Professor Stefan Bratzel of the Center of Automotive Management in Bergisch Gladbach, Germany, agrees that it will be very difficult for the German premium manufacturers and JLR to meet the 2021 rules, but also sees problems for General Motors’ Opel-Vauxhall. If the rules are tightened, this will spell disaster for the premium car makers, which will have to dump some higher priced models, shut down production and fire workers.

Bratzel said the likes of BMW, Audi, Mercedes and JLR will have to increase their plug-in hybrid output, which will be very expensive. Margins will have to be cut to bring prices down to encourage sales.

“It’s not that easy to meet the current 2021 targets, but I’m pretty sure they will make them. I don’t think they will take the image risk of being fined for non-compliance, but it is very hard to achieve that for sure, and will cost a lot of money. Tightening those targets is no option at the moment and they (the industry) are lobbying very hard. If the targets are tightened they would not be possible to reach,” Bratzel said.

“If the targets are tightened that would mean the conventional power train for bigger premium segment cars would be more or less dead. This would also be bad for suppliers and it is a decision that would cost a lot of production and employees their jobs, so I don’t think the E.U will go that far and tighten in the next two to three years,” Bratzel said.

Tough, but makeable

Peter Fuss, partner in Frankfurt, Germany based EY Automotive said the original regime for 2021 will be tough, but makeable.

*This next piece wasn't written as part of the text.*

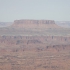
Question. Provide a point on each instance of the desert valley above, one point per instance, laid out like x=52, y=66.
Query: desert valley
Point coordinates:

“Although the 2021 CO2 rules will be tough for all car manufacturers, some car makers may have a higher challenge than others as the individual car fleets of each car maker is different regarding CO2 emissions. As the premium carmakers know, that their burden to reduce CO2 emissions is higher, they are working very hard to get new innovations in to the car – either in powertrain technologies, in the combustion engine or in light weight structures with new material,” he said.

He agrees premium makers will include new plug-in-hybrid technologies to reduce CO2 emissions significantly. Electric vehicles will be further developed and introduced to the consumer, but might not reduce the fleetwide CO2 emission level by car makers as originally expected, Fuss said. He doesn’t expect the rules to change before 2021.

Andrew Fulbrook, director of global powertrain forecasting at IHS Automotive, said the situation in the U.S. looks much tougher for the manufacturers.

“If we think the European system is bureaucratic, long-winded and complex, the U.S. is extremely difficult for most to comprehend. We don’t see any manufacturer missing 2016 CAFE (corporate average fuel economy) targets, but the 2025 limits are another matter entirely. They are incredibly tight for car and (light) truck makers in the U.S., and if you take a business as usual approach, I struggle to see them making the targets unless there are some pretty big moves in terms of downsizing the fleet, strong electrification and more advance transmissions and engines. Even then it is going to be quite the challenge,” Fulbrook said.

Fatal?

Back in Europe, the industry awaits word from Brussels about tightening the rules. At the Paris Car Show last fall, VW CEO Martin Winterkorn said if the CO2 rules were tightened it would be “fatal” for the industry. Perhaps we’ll soon find out if that was hyperbole or not.